Гордая римлянка отшатнулась.
— С каких это пор ты веришь в зелья и привороты, Цетегус? — проговорила она, бессознательно отталкивая маленький граненый флакончик с золотой пробкой, который Цетегус протянул ей.
Цетегус рассмеялся тихим, злобным, торжествующим смехом.
— Я не верю в любовные напитки, приготовленные женщиной… Но ты смело можешь поверить в силу этого напитка, приготовленного мной. Не расспрашивай меня, Рустициана, не теряй драгоценного времени… Его у нас и так немного. Необходимо, слышишь, необходимо, чтобы все было кончено сегодня же. Завтра будет уже слишком поздно… Но ты колеблешься? Ты о чем-то думаешь? Видно, вдова Боэция простила убийц своего мужа.
Рустициана схватилась за голову дрожащими руками.
— Послушай, Цетегус… Ты не знаешь того, что я только что узнала. Этот юноша ни в чем не виноват передо мной… Напротив того… Не торопи меня.

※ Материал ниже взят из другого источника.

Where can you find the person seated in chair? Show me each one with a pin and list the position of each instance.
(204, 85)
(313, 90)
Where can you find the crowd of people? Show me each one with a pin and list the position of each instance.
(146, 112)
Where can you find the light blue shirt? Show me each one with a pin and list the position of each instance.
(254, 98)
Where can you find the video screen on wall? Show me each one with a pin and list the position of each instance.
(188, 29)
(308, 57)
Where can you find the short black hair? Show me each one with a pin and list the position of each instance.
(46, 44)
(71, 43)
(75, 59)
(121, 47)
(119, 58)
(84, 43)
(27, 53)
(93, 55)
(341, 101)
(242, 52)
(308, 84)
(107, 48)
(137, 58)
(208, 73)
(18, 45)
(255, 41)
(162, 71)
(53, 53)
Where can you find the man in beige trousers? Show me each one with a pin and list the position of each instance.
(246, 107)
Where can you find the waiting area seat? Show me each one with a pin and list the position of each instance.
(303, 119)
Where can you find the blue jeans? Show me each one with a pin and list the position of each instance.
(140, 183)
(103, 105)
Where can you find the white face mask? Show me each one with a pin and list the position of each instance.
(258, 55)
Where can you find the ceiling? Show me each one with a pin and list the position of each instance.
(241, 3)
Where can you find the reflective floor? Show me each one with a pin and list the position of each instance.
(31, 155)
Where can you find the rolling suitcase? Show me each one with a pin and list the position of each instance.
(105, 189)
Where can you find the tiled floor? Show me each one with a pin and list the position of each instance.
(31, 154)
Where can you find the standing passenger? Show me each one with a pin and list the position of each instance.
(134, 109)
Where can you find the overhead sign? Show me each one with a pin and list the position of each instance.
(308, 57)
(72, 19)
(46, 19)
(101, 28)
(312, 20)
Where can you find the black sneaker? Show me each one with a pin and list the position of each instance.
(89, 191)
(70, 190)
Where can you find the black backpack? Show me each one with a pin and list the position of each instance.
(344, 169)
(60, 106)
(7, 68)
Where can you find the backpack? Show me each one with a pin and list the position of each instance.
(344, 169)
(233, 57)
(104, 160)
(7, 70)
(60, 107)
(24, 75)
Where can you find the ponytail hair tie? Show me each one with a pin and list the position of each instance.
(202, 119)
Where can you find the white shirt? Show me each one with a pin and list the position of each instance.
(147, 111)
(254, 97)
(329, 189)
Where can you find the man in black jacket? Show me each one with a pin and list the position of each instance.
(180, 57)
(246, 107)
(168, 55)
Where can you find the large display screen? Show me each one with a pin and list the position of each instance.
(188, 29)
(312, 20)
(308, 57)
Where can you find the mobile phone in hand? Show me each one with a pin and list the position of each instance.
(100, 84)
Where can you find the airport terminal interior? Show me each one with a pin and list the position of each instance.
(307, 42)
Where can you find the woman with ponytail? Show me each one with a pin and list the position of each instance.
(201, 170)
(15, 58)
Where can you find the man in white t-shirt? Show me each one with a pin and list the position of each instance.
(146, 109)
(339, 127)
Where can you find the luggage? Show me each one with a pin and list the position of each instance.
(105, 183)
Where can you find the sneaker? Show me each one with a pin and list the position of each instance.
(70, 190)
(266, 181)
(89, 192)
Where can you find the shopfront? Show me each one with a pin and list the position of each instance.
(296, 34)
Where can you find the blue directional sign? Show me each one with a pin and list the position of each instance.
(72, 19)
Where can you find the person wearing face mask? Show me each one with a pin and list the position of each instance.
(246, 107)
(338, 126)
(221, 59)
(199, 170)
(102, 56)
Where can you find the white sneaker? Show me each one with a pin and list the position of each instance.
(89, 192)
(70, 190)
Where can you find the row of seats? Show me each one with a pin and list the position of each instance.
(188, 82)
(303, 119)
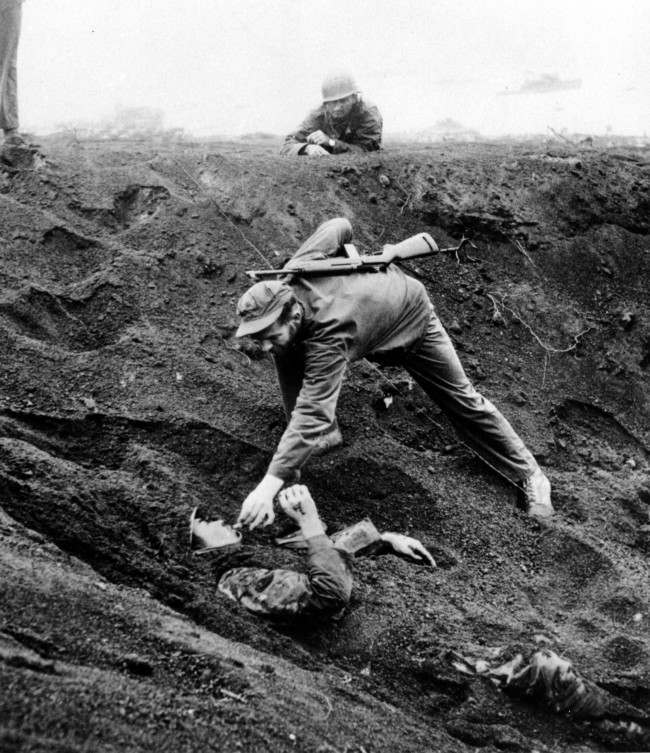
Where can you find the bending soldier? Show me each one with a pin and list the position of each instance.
(315, 326)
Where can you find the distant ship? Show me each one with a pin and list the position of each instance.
(548, 82)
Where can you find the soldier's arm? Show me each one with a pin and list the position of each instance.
(329, 575)
(367, 134)
(295, 143)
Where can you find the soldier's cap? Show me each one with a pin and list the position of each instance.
(261, 305)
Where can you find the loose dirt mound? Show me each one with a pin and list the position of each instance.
(126, 402)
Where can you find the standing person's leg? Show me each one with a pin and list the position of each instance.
(10, 17)
(436, 367)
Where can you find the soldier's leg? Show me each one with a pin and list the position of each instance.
(10, 16)
(325, 240)
(436, 367)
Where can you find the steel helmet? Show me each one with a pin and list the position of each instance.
(338, 85)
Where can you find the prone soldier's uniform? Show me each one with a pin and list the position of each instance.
(359, 132)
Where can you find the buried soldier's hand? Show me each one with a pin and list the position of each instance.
(313, 150)
(318, 137)
(298, 504)
(408, 547)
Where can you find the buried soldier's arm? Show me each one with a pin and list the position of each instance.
(330, 577)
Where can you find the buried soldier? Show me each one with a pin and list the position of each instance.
(325, 589)
(345, 122)
(314, 326)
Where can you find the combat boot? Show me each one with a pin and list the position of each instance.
(537, 495)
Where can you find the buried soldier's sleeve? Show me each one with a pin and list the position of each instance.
(365, 133)
(315, 407)
(295, 142)
(325, 589)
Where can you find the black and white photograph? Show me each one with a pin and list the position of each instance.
(324, 376)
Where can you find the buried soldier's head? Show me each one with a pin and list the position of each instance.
(269, 313)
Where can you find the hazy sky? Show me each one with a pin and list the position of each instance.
(236, 66)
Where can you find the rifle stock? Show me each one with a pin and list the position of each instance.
(418, 245)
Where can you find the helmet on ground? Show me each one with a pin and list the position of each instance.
(338, 85)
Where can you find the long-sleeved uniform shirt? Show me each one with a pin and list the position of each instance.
(360, 131)
(346, 317)
(324, 589)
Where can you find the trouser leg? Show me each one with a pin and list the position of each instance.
(325, 240)
(436, 368)
(9, 34)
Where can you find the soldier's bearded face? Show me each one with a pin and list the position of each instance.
(277, 337)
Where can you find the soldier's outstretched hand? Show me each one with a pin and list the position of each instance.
(257, 508)
(297, 503)
(408, 547)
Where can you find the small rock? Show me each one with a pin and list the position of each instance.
(137, 665)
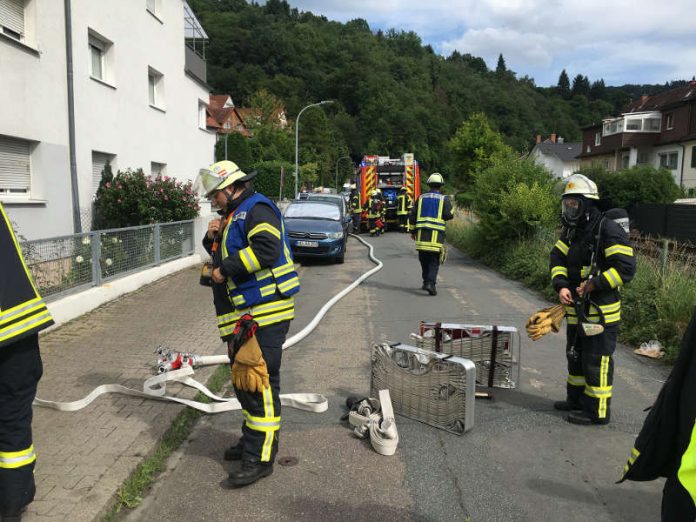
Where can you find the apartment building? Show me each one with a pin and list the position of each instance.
(124, 81)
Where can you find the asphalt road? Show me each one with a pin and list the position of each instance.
(521, 462)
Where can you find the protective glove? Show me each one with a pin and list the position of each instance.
(249, 371)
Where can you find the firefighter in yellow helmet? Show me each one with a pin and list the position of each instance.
(23, 314)
(254, 283)
(427, 227)
(589, 264)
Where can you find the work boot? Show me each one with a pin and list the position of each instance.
(234, 452)
(584, 419)
(567, 406)
(251, 472)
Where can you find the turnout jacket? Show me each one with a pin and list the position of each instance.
(22, 311)
(666, 445)
(427, 220)
(253, 253)
(570, 264)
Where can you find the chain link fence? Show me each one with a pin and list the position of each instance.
(62, 264)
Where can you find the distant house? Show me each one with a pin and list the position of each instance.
(559, 157)
(657, 130)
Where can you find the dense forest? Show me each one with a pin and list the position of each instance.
(391, 93)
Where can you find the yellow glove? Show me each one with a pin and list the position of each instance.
(249, 372)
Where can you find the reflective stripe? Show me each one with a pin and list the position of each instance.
(559, 271)
(560, 245)
(264, 227)
(17, 459)
(618, 249)
(249, 259)
(576, 380)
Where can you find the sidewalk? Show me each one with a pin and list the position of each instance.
(84, 456)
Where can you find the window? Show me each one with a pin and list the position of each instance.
(15, 166)
(669, 121)
(155, 82)
(157, 169)
(12, 18)
(669, 160)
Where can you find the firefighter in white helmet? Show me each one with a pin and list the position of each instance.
(254, 281)
(427, 226)
(590, 262)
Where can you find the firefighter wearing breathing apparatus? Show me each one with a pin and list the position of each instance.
(426, 223)
(23, 315)
(589, 263)
(254, 281)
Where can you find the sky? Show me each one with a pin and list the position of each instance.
(621, 41)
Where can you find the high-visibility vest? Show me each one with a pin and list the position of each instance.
(265, 293)
(22, 311)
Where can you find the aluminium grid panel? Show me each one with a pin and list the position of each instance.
(475, 342)
(433, 388)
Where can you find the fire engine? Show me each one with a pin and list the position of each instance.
(388, 175)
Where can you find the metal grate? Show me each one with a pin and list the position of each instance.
(488, 346)
(429, 387)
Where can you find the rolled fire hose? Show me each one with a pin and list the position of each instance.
(155, 387)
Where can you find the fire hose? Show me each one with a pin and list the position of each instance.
(178, 367)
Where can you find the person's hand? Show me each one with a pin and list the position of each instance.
(565, 296)
(213, 228)
(217, 275)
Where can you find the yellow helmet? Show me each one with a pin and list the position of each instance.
(436, 179)
(218, 176)
(579, 185)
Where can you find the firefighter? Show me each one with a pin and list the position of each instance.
(23, 314)
(356, 206)
(589, 263)
(427, 226)
(253, 273)
(403, 206)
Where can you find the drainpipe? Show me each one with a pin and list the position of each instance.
(77, 225)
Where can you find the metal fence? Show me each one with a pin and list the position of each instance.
(62, 264)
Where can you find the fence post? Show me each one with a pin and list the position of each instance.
(96, 258)
(156, 239)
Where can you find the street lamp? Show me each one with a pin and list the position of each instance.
(339, 159)
(297, 139)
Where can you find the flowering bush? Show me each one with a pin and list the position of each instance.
(130, 198)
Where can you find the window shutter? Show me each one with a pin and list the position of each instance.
(99, 160)
(12, 15)
(15, 165)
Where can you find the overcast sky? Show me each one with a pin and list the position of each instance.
(622, 41)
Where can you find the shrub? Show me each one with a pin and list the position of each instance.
(130, 198)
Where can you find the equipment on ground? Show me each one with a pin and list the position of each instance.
(389, 175)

Дай подумать, сообразить… рассказать тебе…
— Что? — в бешенстве вскрикнул римлянин. — Что ты хочешь обдумывать, слепая мать? Мне не надо твоих рассказов. Я вижу насквозь твои мысли… Ты боишься, мечтаешь о примирении и не видишь, что я хлопочу о тебе больше, чем о себе самом. Я говорю тебе: Камилла любит этого варвара, любит давно, страстно, горячо, до самозабвения… Как любите вы, римлянки… И если сегодня Аталарих не выпьет… моего… любовного напитка, то завтра, — слышишь, Рустициана, — завтра же дочь Боэция станет наложницей короля варваров. Быть может, ты этого хочешь? О, тогда другое дело. Я умываю руки и прошу простить мне мою ошибку. Я ведь считал тебя римлянкой, патрицианкой, патриоткой. Вместо этого я вижу перед собой слабую, трусливую и тщеславную мать, готовую благословить на разврат свою единственную дочь и гордиться ее званием королевской…

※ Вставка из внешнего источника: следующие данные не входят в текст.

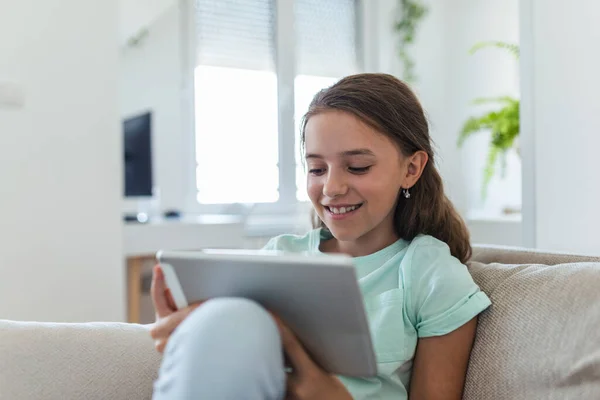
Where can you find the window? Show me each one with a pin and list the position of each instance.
(252, 60)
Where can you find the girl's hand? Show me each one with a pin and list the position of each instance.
(167, 316)
(307, 380)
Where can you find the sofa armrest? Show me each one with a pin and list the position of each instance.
(76, 361)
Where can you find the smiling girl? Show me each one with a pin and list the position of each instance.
(377, 197)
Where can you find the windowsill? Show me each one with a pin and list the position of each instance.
(482, 216)
(273, 225)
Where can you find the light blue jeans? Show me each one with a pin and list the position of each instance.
(227, 349)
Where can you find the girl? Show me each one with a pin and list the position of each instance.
(377, 197)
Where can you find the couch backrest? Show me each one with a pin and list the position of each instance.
(540, 339)
(93, 361)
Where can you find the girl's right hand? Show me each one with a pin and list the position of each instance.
(168, 317)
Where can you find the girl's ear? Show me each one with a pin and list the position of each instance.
(416, 165)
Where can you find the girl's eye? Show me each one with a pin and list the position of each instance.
(359, 170)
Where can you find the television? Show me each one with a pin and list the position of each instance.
(137, 145)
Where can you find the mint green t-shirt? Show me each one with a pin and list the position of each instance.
(412, 289)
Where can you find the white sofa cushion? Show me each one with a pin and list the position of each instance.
(76, 361)
(540, 339)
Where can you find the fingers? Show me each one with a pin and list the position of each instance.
(163, 328)
(162, 304)
(301, 362)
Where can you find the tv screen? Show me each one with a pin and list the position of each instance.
(137, 137)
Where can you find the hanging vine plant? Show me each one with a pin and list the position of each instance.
(411, 13)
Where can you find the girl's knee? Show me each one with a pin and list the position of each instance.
(227, 312)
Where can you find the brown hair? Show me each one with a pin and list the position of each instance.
(389, 106)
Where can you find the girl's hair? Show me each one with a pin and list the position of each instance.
(389, 106)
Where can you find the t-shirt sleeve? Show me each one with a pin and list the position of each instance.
(443, 294)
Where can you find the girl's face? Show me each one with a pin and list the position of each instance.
(354, 176)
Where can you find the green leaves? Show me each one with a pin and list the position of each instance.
(504, 125)
(412, 13)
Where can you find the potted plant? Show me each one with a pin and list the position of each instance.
(502, 122)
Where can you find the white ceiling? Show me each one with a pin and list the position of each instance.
(135, 15)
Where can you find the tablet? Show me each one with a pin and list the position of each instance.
(316, 295)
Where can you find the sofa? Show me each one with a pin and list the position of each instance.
(539, 340)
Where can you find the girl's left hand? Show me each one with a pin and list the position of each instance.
(308, 381)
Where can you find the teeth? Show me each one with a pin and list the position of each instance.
(342, 210)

Цетегус не договорил отвратительного слова. С криком раненой тигрицы кинулась к нему Рустициана.
— Давай… — быстро выхватила она флакон из его рук. — Давай… скорей… Благодарю тебя, старый друг. Никогда не забуду я того, что ты спас от позора мою дочь.

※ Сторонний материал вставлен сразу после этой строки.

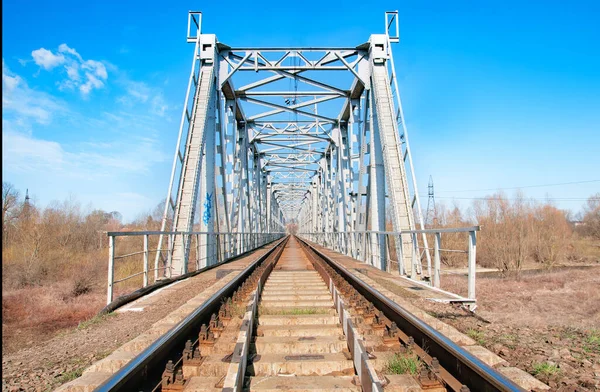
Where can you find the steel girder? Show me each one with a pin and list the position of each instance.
(313, 136)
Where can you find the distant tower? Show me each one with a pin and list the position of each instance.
(431, 215)
(26, 211)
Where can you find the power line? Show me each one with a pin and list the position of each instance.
(525, 198)
(521, 187)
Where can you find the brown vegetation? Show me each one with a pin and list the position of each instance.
(54, 263)
(516, 231)
(54, 259)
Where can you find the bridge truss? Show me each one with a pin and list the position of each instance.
(313, 136)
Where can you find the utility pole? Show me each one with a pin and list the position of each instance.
(431, 215)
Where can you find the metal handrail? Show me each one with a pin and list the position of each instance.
(240, 242)
(362, 248)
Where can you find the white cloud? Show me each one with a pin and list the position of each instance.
(22, 153)
(64, 48)
(21, 102)
(96, 67)
(94, 72)
(139, 92)
(55, 149)
(46, 59)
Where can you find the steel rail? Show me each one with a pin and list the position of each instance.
(465, 367)
(146, 368)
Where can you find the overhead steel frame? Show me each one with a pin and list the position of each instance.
(316, 153)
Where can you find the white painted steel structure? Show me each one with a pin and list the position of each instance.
(313, 136)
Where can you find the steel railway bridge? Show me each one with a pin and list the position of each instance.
(305, 139)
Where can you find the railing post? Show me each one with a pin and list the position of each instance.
(145, 260)
(400, 256)
(185, 259)
(436, 259)
(156, 262)
(111, 268)
(169, 256)
(472, 258)
(413, 268)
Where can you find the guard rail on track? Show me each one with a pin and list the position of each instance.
(378, 248)
(229, 246)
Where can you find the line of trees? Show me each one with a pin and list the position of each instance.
(62, 241)
(516, 231)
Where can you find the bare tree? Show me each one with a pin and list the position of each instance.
(10, 208)
(591, 216)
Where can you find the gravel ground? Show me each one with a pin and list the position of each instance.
(547, 324)
(45, 365)
(49, 364)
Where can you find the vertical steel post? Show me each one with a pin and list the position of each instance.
(472, 249)
(436, 259)
(169, 256)
(111, 268)
(400, 256)
(156, 259)
(413, 268)
(145, 260)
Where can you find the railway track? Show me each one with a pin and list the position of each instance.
(297, 320)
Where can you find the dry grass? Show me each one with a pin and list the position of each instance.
(555, 298)
(41, 311)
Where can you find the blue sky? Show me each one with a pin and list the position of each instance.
(496, 94)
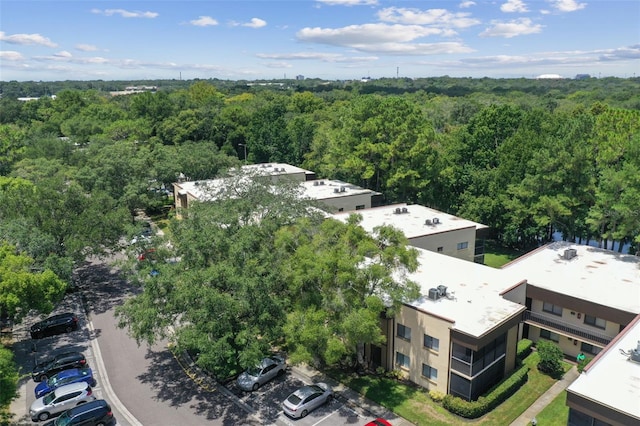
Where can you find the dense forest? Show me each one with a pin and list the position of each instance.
(527, 157)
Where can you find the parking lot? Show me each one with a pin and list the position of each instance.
(267, 403)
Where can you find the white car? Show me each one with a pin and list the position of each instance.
(306, 399)
(257, 376)
(60, 400)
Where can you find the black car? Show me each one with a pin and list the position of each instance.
(56, 324)
(60, 362)
(92, 413)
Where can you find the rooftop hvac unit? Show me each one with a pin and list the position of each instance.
(434, 294)
(442, 290)
(570, 254)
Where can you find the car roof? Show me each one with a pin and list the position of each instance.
(72, 387)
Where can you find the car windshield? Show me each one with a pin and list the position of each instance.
(254, 371)
(48, 398)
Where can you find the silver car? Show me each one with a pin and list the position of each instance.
(306, 399)
(257, 376)
(60, 400)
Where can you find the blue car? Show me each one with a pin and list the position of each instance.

И крепко сжав в руках роковой флакон, Рустициана, как безумная, сбежала с террасы в сад, устремляясь к храму Венеры, где в это время почти ежедневно можно было встретить Аталариха.
Цетегус поглядел ей вслед с дьявольской улыбкой.
Весь этот день бывший префект Рима провел во дворце, спокойный, уверенный и веселый, обсуждая с Кассиодором подробности своей защиты. К вечеру его настроение передалось и римским сановникам.